We Have A Shared Legacy of Resilience
On Sunday, August 25, we welcome Dr. Catherine Meeks, executive director of the Absalom Jones Center for Racial Healing, to preach and speak. Dr. Meeks will preach at the 8:45 a.m. and 11:15 a.m. services, and speak in Child Hall at 10:10 a.m.
Dr. Meeks describes the presentation: “Four hundred years ago, twenty Angolans from southern Africa were sold into slavery in Virginia and a system of pain and suffering emanated from that fateful sale that gave birth to an amazing legacy of resilience. In many ways it is difficult to discern how such a legacy could have been forged by a people who were separated from everything that was known to them and who had their humanity challenged as the slaves were challenged by their circumstances. However, they forged that path and all of us, white, black, or brown, have access to the gift of that capacity to make a way out of no way and to find hope in the midst of hopelessness. The greatest evidence of that legacy can be found in the words of African American spirituals with their expressions of struggle and triumph in spite of the sorrow that was endured. The forum will address this legacy of resilience and how it offers hope for us in the 21st Century and is offered as a part of the commemoration of the 400th year anniversary of this event.”
Prior to the opening of the Center for Racial Healing, Dr. Meeks chaired its precursor, Beloved Community: Commission for Dismantling Racism for the Episcopal Diocese of Atlanta. A sought-after teacher and workshop leader, she brings four decades of experience to the work of transforming the dismantling racism work in Atlanta. The core of her work has been with people who have been marginalized because of economic status, race, gender or physical ability as they pursue liberation, justice and access to resources that can help lead them to health, wellness and a more abundant life. This work grows out of her understanding of her call to the vocation of teacher as well as her realization that all of humanity is one family which God desires to unite.
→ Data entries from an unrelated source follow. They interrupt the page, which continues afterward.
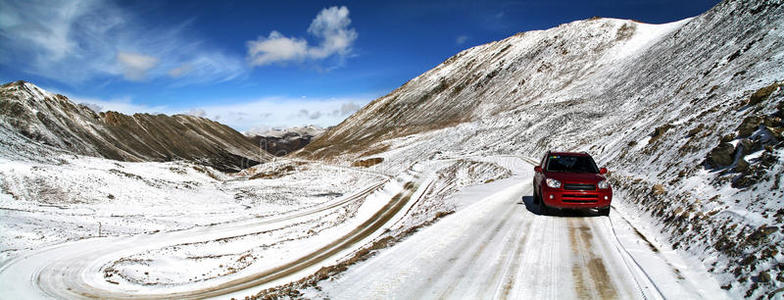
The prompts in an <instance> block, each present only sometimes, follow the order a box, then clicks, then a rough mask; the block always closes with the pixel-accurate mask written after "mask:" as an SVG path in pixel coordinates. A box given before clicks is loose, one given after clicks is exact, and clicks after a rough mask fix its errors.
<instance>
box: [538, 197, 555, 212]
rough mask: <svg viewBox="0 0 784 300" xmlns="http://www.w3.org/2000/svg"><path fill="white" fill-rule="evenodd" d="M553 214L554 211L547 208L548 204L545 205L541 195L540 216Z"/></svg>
mask: <svg viewBox="0 0 784 300" xmlns="http://www.w3.org/2000/svg"><path fill="white" fill-rule="evenodd" d="M551 212H552V210H551V209H550V207H548V206H547V204H544V199H542V196H541V195H540V196H539V214H541V215H543V216H547V215H550V213H551Z"/></svg>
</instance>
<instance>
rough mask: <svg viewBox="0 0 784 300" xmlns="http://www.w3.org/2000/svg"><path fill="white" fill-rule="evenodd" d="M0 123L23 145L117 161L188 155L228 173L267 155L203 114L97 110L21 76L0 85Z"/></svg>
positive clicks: (149, 159)
mask: <svg viewBox="0 0 784 300" xmlns="http://www.w3.org/2000/svg"><path fill="white" fill-rule="evenodd" d="M0 125H2V126H3V127H5V128H6V129H7V130H5V132H14V133H16V134H18V135H21V136H23V137H24V138H26V139H28V140H30V141H31V143H30V144H29V145H28V148H31V147H35V145H36V144H38V145H40V146H41V147H49V148H56V149H60V150H64V151H67V152H70V153H75V154H82V155H89V156H96V157H105V158H109V159H115V160H122V161H171V160H190V161H197V162H200V163H203V164H205V165H209V166H212V167H214V168H216V169H218V170H221V171H226V172H231V171H238V170H241V169H243V168H245V167H248V166H251V165H254V164H258V163H259V162H262V161H265V160H267V159H268V157H269V155H268V154H266V153H263V152H262V151H259V149H258V147H257V146H256V145H255V144H254V143H253V142H252V141H251V140H250V139H248V138H247V137H245V136H244V135H243V134H241V133H239V132H237V131H235V130H234V129H231V128H230V127H228V126H226V125H223V124H220V123H218V122H215V121H211V120H209V119H206V118H200V117H195V116H189V115H173V116H168V115H163V114H159V115H151V114H134V115H124V114H121V113H117V112H112V111H109V112H101V113H96V112H94V111H92V110H91V109H90V108H88V107H86V106H83V105H77V104H74V103H73V102H71V101H70V100H69V99H68V98H67V97H65V96H63V95H58V94H51V93H48V92H47V91H45V90H43V89H40V88H38V87H37V86H35V85H33V84H31V83H27V82H23V81H17V82H12V83H8V84H4V85H3V86H2V88H0ZM30 152H31V153H33V154H32V155H31V156H35V154H34V153H36V151H32V149H31V151H30ZM17 154H18V155H24V154H19V153H17ZM12 155H13V153H12ZM33 158H34V157H33Z"/></svg>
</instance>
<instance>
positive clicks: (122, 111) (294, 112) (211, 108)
mask: <svg viewBox="0 0 784 300" xmlns="http://www.w3.org/2000/svg"><path fill="white" fill-rule="evenodd" d="M47 90H49V91H50V92H53V93H58V91H57V90H54V89H47ZM69 98H70V99H71V100H72V101H73V102H74V103H79V104H82V105H85V106H87V107H90V108H91V109H92V110H94V111H95V112H101V111H117V112H121V113H124V114H135V113H152V114H159V113H160V114H168V115H173V114H187V115H192V116H198V117H204V118H209V119H211V120H214V121H218V122H220V123H223V124H226V125H228V126H230V127H232V128H234V129H236V130H239V131H247V130H253V129H268V128H289V127H294V126H304V125H318V126H321V127H328V126H333V125H337V124H338V123H340V122H341V121H343V120H345V119H346V118H347V117H349V116H350V115H351V114H353V113H354V112H356V111H358V110H359V109H361V108H362V107H363V106H364V105H366V104H367V103H368V102H370V100H372V99H373V98H374V96H370V95H367V96H355V97H342V98H307V97H301V98H290V97H265V98H258V99H252V100H242V101H231V102H234V103H231V104H225V105H224V104H218V105H206V106H197V107H188V108H173V107H169V106H164V105H161V106H149V105H144V104H139V103H137V102H135V101H134V100H133V99H132V98H131V97H128V96H122V97H114V98H110V99H99V98H93V97H80V96H69ZM226 102H229V101H226Z"/></svg>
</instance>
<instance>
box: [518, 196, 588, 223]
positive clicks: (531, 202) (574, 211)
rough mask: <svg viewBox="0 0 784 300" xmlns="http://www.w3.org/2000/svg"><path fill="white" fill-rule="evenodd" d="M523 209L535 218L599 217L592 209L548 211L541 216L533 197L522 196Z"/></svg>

Dr. Meeks is the retired Clara Carter Acree Distinguished Professor of Socio-Cultural Studies from Wesleyan College and founding executive director of the Lane Center for Community Engagement and Service. She characterizes herself as a midwife to the soul of her students and workshop participants. She has spent many years sharing the insights that she gained from her pursuit of the truth. She has had many great teachers including her sons, the Bible, Jungian psychology, cross cultural stories and other books of wisdom. But her greatest teacher is rheumatoid arthritis because it has forced her to learn many new ways to listen to her body and to pay attention to the messages from her heart. Dr. Meeks is frequently asked to present commentaries on Georgia Public Radio and other radio and television programs. She is the author of six books and one inspirational CD and is the editor of the bestselling book, Living Into God’s Dream: Dismantling Racism in America and co-author of Passionate for Justice: Ida B Wells as Prophet for Our Times. She holds a master’s degree in Social Work from Clark Atlanta University and Ph.D. from Emory University.
In remembrance of the 400th anniversary of the first enslaved Africans’ landing in North America in 1619, the Cathedral will rings its bells in unison with other Episcopal churches across the country this Sunday, August 25, at 3 p.m.